Salmon & Rice Salad
Salmon contains omega 3 essential fatty acids which are great brain boosters. This rice salad is a healthy meal all in one dish.
- 15 minutes
- 20 minutes
- Best for
- 300g salmon fillet
- A knob of butter
- 200g long grain rice
- 200g frozen garden peas
- 1 red pepper, finely diced
- ½ cucumber, peeled, seeds removed and diced
- 1 small bunch spring onions, finely sliced
- 2 tbsp flat leaf parsley, chopped
- 2 tbsp dill, chopped
- 2 tbsp chives, chopped
- 2 tbsp olive oil
- 3 tbsp rice wine vinegar
- 1 tsp runny honey
salt and freshly ground black pepper
- Pre heat the oven to 180°C / 350°F
- Put the salmon fillet onto a piece of foil on a baking sheet with a knob of butter.

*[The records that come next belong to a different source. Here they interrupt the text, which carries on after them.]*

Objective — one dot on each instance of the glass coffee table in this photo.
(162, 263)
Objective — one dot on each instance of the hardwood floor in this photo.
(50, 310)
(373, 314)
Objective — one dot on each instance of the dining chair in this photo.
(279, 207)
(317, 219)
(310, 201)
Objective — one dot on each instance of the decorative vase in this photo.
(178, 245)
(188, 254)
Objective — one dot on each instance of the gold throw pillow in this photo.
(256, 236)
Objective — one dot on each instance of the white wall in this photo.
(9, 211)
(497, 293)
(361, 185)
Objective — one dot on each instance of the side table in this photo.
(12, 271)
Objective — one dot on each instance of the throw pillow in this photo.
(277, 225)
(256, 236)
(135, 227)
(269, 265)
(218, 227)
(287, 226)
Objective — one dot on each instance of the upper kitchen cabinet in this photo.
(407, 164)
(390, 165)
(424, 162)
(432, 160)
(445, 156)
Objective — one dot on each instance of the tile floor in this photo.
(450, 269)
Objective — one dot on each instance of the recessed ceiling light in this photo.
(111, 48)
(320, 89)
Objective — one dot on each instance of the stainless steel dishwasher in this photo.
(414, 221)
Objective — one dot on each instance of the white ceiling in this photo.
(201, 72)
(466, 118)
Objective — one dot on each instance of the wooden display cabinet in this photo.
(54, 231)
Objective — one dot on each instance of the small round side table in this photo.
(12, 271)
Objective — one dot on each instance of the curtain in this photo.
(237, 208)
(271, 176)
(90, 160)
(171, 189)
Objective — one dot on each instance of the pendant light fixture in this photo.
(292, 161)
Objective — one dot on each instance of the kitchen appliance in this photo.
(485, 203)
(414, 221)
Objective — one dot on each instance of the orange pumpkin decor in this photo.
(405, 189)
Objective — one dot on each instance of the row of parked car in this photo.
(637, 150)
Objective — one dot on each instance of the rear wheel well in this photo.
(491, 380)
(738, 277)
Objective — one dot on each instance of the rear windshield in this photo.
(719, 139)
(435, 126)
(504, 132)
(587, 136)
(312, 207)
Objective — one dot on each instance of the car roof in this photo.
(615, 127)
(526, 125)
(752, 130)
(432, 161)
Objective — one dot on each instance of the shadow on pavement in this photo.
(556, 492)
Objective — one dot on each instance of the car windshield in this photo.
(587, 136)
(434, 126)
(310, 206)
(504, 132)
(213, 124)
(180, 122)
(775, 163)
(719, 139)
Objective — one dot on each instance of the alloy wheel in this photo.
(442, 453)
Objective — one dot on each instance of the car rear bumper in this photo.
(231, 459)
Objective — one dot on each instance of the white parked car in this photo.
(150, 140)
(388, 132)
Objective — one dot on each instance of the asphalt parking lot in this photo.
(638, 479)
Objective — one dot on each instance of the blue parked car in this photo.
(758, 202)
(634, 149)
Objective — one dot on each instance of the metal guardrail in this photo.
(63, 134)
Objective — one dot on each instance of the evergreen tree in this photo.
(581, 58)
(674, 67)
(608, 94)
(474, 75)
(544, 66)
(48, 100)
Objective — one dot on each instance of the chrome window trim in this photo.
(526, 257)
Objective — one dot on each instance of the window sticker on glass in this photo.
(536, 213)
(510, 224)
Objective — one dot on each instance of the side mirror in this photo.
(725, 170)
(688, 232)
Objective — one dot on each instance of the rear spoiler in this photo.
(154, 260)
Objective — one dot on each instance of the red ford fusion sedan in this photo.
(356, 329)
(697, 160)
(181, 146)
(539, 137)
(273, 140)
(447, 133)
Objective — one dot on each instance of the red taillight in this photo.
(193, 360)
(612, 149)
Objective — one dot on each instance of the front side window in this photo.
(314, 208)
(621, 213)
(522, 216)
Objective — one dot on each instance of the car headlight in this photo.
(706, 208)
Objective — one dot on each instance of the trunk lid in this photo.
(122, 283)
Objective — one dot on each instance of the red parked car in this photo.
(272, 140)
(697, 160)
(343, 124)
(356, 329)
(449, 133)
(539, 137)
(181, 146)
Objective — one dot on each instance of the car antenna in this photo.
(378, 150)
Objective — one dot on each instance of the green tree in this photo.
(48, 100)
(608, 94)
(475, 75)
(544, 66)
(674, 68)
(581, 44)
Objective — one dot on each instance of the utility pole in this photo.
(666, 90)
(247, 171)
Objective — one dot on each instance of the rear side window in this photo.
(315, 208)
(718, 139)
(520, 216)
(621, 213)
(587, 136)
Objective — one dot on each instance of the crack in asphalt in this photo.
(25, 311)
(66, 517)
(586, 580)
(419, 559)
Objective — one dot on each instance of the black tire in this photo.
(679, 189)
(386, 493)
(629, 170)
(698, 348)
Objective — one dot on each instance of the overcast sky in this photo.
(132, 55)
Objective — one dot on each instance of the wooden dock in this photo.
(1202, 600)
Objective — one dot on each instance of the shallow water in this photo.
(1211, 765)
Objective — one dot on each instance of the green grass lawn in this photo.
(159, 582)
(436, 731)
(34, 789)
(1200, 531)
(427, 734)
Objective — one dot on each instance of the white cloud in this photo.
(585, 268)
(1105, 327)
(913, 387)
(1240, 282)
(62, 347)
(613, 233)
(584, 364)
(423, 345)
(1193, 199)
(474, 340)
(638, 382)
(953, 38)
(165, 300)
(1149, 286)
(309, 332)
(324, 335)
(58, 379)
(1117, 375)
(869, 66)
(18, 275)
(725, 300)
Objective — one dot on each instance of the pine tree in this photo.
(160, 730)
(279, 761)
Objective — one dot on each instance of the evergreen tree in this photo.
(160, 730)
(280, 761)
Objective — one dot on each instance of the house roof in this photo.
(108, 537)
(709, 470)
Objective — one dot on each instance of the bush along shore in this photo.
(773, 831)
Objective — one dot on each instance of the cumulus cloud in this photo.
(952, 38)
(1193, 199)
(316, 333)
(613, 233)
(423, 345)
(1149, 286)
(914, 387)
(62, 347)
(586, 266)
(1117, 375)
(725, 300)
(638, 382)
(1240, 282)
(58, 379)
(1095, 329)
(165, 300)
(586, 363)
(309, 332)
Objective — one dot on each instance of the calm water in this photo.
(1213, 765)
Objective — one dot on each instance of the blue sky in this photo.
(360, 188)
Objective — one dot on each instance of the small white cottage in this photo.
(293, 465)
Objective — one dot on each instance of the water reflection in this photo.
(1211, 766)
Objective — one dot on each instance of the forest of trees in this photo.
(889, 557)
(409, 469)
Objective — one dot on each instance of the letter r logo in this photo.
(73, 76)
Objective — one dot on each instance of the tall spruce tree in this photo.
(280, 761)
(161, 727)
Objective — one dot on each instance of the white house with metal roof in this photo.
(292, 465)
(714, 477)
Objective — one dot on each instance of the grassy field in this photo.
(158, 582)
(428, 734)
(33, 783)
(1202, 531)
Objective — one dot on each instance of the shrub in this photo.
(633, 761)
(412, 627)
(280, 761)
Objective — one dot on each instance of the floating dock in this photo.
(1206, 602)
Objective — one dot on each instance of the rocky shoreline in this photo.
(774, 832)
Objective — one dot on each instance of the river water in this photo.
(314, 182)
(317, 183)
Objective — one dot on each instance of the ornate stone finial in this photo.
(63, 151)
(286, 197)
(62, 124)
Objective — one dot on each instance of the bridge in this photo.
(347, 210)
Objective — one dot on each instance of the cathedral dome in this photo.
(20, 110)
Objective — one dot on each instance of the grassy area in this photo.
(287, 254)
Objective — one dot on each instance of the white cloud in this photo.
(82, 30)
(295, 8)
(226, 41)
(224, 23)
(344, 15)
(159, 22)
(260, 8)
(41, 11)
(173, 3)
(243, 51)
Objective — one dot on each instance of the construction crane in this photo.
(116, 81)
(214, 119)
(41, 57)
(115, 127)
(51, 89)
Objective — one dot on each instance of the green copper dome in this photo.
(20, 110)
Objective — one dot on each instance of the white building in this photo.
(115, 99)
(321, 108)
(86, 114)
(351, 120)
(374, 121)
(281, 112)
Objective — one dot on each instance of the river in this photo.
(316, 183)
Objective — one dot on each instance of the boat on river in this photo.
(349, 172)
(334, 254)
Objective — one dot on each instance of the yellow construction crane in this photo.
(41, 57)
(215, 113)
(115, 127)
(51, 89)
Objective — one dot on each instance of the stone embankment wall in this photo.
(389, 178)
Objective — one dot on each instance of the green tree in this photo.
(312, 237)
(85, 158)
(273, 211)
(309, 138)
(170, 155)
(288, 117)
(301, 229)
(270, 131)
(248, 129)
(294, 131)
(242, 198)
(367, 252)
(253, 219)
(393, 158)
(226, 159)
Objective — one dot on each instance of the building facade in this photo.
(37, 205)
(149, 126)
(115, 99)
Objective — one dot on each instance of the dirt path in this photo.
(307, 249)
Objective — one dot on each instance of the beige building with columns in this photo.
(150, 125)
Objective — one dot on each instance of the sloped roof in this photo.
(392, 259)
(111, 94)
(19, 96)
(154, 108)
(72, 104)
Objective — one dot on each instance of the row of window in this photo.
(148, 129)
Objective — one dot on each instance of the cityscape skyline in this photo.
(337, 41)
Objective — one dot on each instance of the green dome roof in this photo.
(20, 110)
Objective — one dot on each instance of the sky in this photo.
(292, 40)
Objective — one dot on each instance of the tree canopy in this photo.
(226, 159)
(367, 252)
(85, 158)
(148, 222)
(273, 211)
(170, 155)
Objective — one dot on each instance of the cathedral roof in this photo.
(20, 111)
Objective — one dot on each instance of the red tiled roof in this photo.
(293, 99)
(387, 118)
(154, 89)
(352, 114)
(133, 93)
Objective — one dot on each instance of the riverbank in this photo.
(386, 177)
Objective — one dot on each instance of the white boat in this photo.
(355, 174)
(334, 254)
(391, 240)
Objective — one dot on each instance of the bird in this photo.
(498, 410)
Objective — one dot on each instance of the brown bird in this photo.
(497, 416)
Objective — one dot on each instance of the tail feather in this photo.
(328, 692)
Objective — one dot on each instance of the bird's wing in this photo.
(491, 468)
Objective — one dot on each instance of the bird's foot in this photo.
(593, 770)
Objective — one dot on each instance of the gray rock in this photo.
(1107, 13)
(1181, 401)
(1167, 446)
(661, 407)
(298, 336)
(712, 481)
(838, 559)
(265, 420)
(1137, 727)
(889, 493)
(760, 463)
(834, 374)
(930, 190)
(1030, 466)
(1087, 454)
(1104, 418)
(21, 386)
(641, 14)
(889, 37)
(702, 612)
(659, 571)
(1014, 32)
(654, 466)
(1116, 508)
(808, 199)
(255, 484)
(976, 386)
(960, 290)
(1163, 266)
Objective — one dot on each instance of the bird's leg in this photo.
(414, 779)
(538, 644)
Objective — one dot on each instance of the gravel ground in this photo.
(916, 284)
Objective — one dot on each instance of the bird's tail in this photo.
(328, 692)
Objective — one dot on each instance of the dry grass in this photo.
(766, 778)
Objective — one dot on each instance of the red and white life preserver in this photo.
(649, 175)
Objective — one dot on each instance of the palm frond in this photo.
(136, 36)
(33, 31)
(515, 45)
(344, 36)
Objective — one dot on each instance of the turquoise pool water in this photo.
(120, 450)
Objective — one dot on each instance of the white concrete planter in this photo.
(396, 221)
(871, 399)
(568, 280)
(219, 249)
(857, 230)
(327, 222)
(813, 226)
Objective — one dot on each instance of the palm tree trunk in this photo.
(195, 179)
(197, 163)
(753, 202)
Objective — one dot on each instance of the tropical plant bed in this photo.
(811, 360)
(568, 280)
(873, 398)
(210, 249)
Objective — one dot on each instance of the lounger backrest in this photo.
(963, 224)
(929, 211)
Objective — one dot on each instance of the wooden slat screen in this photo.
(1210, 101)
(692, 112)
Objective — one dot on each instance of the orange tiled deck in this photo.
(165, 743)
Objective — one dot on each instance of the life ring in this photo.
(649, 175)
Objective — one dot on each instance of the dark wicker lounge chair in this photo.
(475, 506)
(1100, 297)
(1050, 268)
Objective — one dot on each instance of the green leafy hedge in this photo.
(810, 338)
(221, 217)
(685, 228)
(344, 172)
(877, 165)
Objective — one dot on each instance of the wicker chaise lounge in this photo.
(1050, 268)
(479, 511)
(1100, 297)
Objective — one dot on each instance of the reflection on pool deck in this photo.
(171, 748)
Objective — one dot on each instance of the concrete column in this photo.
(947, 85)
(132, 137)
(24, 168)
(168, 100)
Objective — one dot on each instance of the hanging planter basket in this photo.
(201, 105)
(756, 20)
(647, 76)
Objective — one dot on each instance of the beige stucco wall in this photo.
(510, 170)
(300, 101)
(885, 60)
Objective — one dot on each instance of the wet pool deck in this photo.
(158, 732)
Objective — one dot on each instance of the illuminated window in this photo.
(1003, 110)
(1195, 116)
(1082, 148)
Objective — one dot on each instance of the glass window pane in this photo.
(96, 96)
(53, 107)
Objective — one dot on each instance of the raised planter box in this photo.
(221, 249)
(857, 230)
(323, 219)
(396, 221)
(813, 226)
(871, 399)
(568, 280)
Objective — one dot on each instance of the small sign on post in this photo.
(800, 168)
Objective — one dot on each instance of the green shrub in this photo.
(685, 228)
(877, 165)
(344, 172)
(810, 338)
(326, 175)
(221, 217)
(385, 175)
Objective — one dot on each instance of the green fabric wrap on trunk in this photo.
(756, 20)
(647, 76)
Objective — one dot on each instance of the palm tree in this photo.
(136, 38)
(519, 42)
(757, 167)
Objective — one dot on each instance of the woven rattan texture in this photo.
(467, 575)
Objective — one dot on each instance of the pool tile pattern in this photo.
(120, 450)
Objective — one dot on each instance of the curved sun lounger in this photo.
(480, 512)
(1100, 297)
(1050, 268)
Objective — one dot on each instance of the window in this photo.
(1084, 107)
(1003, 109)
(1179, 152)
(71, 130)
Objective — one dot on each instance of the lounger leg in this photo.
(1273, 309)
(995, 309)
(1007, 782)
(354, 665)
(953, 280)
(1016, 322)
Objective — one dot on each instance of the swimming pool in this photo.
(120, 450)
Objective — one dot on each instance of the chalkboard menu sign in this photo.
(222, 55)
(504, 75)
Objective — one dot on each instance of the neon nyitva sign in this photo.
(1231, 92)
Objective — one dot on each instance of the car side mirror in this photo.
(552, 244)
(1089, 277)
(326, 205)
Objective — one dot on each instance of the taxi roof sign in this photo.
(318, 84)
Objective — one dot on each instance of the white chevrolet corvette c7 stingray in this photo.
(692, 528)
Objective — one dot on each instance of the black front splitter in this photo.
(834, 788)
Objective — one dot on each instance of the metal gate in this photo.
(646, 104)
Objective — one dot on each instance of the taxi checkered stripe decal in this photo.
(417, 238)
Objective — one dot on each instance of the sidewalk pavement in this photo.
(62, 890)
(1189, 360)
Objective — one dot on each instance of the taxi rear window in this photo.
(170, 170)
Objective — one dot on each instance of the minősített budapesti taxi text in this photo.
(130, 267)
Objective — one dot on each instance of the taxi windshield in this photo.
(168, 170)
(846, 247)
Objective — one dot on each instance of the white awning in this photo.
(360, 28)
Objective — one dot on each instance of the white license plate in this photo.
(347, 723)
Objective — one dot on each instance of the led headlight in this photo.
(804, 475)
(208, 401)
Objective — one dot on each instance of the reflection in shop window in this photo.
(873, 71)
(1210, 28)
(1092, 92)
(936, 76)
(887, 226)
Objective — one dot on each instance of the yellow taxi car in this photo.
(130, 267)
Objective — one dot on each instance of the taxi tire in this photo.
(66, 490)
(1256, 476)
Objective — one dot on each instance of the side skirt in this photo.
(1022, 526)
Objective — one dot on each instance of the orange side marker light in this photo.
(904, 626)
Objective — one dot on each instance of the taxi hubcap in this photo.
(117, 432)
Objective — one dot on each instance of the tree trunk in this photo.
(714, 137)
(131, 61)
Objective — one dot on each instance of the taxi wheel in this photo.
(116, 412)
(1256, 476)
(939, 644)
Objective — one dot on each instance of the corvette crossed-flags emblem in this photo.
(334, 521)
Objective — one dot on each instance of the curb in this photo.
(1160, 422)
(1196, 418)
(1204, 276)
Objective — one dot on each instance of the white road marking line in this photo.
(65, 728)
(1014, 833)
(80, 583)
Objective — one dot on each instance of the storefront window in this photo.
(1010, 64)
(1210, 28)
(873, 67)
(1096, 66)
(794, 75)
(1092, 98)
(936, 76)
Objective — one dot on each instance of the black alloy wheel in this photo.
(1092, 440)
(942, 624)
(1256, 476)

- Seal the foil to look like a parcel, and cook in the oven for 15 minutes until cooked through.
- Remove from the oven and leave to cool.
- Alternatively you could cut the salmon into chunks, put it into a saucepan and poach in fish stock over a medium to low heat for about 7 minutes or until the fish flakes easily with a fork.
- Cook the rice in boiling salted water, add the peas 4 minutes before the end of the cooking time.
- Drain and refresh in cold water.
- Measure the remaining ingredients into a large bowl.
- Add the cooked rice and peas, then flake in the cold salmon and any juices from the foil.
- Season well, then cover and chill for half an hour before serving.